What to prefer in GQL; StringListProperty or ListProperty? - performance

I am building an application with a many to many relationship;
An item of entity 'Picture' can be linked to any number of Galleries ('Gallery'). And of course a Gallery can hold any number of Pictures.
So, following the Google Suggestion here, I will use a List at 'Picture' which holds the foreign keys of 'Gallery'. This is the BigTable approach.
(The old-style Relational DB approach would be to have a table / entity in between 'Picture' and 'Gallery'.)
Here's my question: When storing the Key, should I go for a "StringListProperty" on 'Picture' or would a "ListProperty(db.Key)" work better?
One reason I see for a StringList would be, that I could store also other values then Keys, but on the other hand that would be dirty style anyway. But I am also pretty sure that Google suggested not to use more then one List at an entity because the Index(es) will explode. So this will keep me a backdoor.
As for the ListProperty with type "Key" one point would be the automatic verification, if the value is actually a Key.
As it is very easy to convert Strings to Keys and vice versa, I don't see any reason for one of the List types to prefer here.
When it comes to performance issues, I have no idea on how I could test this - but it looks like this will be the main factor in this decision.
Curious about your input.

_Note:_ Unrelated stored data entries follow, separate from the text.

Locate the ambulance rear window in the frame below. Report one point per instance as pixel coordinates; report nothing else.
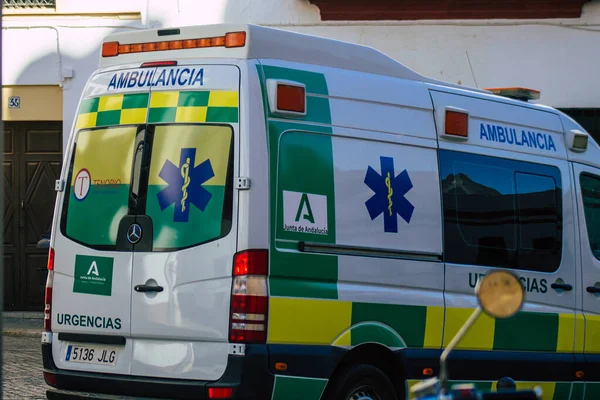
(590, 190)
(190, 184)
(97, 193)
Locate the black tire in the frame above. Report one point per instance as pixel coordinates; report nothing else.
(362, 382)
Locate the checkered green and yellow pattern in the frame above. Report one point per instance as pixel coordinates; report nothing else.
(211, 106)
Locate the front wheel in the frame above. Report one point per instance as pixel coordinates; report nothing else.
(362, 382)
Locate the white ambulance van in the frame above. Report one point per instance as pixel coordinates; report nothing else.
(250, 213)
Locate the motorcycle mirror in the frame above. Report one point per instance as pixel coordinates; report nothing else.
(500, 294)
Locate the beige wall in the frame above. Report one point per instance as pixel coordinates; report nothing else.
(38, 103)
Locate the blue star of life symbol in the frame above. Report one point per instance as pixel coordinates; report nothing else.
(185, 185)
(389, 195)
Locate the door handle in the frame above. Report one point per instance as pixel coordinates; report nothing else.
(148, 288)
(564, 286)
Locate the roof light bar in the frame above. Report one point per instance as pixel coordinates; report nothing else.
(518, 93)
(229, 40)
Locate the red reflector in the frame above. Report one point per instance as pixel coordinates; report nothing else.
(291, 98)
(251, 262)
(159, 64)
(241, 336)
(241, 303)
(220, 393)
(457, 123)
(50, 379)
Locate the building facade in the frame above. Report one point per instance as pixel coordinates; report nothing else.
(50, 48)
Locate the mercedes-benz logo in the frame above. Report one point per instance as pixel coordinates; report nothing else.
(134, 233)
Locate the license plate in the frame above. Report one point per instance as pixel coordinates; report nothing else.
(102, 355)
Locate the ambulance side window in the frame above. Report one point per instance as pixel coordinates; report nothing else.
(590, 191)
(500, 212)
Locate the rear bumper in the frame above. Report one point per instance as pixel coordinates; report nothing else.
(249, 376)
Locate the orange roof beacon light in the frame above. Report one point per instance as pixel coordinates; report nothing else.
(287, 98)
(456, 124)
(517, 93)
(229, 40)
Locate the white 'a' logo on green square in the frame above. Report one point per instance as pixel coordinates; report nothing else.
(93, 275)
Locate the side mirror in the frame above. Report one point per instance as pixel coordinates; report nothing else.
(500, 294)
(43, 243)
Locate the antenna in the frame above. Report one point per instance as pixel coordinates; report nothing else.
(470, 66)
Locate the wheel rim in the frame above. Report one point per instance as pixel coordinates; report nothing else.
(363, 393)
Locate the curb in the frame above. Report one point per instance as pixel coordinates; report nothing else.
(22, 332)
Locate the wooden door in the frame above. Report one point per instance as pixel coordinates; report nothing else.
(32, 165)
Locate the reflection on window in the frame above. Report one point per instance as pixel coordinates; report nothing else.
(501, 213)
(97, 196)
(590, 190)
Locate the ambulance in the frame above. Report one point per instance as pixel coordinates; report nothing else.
(251, 213)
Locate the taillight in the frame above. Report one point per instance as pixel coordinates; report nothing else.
(51, 259)
(249, 298)
(220, 393)
(48, 292)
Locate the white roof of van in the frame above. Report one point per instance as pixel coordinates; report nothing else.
(267, 43)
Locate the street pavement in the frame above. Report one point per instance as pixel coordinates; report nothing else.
(22, 368)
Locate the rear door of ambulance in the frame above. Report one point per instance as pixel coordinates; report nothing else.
(143, 259)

Especially if someone has tested the performance on this or would be so kind and do it.
Cheers,
//Hannes

Use a db.ListProperty(db.Key) if you're intending to store lists of keys. They will be stored in a binary representation, which is more compact than the string representation you would use in a string list.
You're right that mixing keys with other objects in a list is messy. Having multiple lists in an entity is fine, as long as you don't index more than one of them in the same custom index - that is what causes exploding indexes.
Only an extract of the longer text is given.